Lithium-sulfur (Li-S)

By virtue of the low atomic weight of lithium and the moderate weight of sulfur, lithium-sulfur batteries offer a very high specific energy of 550Wh/kg, about three times that of Li-ion. Li-S also has a respectable specific power of 2,500W/kg. During discharge, lithium dissolves from the anode surface and reverses itself when charging by plating itself back onto the anode.
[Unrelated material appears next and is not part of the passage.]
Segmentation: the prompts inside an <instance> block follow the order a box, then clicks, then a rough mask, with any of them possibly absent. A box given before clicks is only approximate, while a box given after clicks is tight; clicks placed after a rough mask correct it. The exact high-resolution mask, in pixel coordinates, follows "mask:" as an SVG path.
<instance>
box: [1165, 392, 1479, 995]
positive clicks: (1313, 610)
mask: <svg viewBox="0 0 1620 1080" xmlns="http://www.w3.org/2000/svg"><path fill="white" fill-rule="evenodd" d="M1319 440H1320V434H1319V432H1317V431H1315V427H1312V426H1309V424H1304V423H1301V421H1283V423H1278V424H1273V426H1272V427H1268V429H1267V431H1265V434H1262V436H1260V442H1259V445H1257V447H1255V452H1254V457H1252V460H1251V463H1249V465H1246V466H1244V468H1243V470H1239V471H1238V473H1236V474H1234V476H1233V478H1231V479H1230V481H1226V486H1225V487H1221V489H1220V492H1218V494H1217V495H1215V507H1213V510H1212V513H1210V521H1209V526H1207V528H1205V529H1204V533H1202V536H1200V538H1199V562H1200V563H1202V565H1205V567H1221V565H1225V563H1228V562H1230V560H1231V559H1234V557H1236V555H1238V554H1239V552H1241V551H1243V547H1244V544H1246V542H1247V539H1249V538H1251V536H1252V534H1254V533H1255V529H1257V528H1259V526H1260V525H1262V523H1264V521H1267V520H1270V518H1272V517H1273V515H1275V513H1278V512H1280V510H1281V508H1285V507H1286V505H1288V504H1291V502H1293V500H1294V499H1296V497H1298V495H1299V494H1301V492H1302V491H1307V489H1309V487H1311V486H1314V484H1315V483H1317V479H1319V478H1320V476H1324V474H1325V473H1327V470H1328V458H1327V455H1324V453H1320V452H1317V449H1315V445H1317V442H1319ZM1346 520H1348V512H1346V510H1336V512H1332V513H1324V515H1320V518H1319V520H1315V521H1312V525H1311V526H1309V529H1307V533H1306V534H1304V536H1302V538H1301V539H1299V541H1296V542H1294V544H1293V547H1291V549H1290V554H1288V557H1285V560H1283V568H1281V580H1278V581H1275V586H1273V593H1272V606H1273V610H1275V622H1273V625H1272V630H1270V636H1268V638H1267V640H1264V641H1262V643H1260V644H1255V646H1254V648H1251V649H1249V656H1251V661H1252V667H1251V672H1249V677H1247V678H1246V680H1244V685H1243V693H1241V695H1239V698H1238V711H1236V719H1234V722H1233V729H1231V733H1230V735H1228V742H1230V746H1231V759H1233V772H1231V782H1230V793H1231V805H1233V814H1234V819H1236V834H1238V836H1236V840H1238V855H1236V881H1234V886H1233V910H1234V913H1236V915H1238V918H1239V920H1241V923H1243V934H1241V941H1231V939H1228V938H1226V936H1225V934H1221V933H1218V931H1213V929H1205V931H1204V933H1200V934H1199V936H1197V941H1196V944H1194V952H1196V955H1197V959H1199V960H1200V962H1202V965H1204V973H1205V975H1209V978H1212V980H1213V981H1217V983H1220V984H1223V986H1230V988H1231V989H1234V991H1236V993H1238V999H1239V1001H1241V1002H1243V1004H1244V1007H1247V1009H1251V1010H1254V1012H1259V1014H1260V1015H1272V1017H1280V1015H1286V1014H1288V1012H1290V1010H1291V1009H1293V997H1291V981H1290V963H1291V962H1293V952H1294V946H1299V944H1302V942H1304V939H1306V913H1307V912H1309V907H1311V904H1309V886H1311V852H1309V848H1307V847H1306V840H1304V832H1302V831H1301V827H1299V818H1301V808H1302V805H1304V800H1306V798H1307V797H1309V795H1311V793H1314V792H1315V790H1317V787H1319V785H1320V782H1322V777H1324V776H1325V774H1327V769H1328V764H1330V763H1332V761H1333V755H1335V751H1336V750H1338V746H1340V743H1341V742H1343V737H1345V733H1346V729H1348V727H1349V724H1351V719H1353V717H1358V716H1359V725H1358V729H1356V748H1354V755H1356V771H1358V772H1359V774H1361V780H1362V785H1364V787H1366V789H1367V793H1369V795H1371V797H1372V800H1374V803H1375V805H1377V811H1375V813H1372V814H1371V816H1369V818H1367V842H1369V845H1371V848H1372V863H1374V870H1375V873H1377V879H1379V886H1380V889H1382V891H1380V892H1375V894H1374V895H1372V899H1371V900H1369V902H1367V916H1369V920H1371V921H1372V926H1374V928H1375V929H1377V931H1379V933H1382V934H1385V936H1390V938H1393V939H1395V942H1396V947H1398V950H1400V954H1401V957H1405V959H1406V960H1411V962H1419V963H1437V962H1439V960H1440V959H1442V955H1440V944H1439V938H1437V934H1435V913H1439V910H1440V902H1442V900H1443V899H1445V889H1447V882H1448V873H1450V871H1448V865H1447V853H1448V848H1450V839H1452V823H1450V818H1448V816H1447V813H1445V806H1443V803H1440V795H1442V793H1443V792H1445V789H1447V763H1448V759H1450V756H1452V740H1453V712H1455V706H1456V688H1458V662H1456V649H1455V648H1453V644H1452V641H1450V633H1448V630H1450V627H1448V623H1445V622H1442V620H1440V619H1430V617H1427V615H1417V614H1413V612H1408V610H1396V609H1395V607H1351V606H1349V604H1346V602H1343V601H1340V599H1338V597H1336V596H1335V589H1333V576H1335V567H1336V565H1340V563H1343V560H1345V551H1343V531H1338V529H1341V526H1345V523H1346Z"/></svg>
Li-S has a cell voltage of 2.10V, offers good cold temperature discharge characteristics and can be recharged at –60°C (–76°F). The battery is environmentally friendly; sulfur, the main ingredient, is abundantly available. A price of US$250 per kWh is said to be possible.

 

A typical Li-ion has a graphite anode that hosts lithium-ions much like a hotel books guests. On discharge, the battery releases the ions to the cathode, replicating guests checking out in the morning. In Li-S, graphite is replaced by lithium metal, a catalyst that provides double duty as electrode and supplier of lithium ions. The Li-S battery gets rid of “dead weight” by replacing the metal oxide cathode used in a Li-ion with cheaper and lighter sulfur. Sulfur has the added advantage of double-booking lithium atoms, something Li-ion cannot do.

 

A challenge with lithium-sulfur is the limited cycle life of only 40–50 charges/discharges as sulfur is lost during cycling by shuttling away from the cathode and reacting with the lithium anode. Other problems are poor conductivity, a degradation of the sulfur cathode with time and poor stability at higher temperatures. Since 2007, Stanford engineers have experimented with nanowire. Trials with graphene are also being done with promising results.

 

 

Sodium-ion (Na-ion)

Sodium-ion represents a possible lower-cost alternative to Li-ion as sodium is inexpensive and readily available. Put aside in the late 1980s in favor of lithium, Na-ion has the advantage that it can be completely discharged without encountering stresses that are common with other battery systems. The battery can also be shipped without having to adhere to Dangerous Goods Regulations. Some cells have 3.6V, and the specific energy is about 90Wh/kg with a cost per kWh that is similar to the lead acid battery. Further development will be needed to improve the cycle count and solve the large volumetric expansion when the battery is fully charged.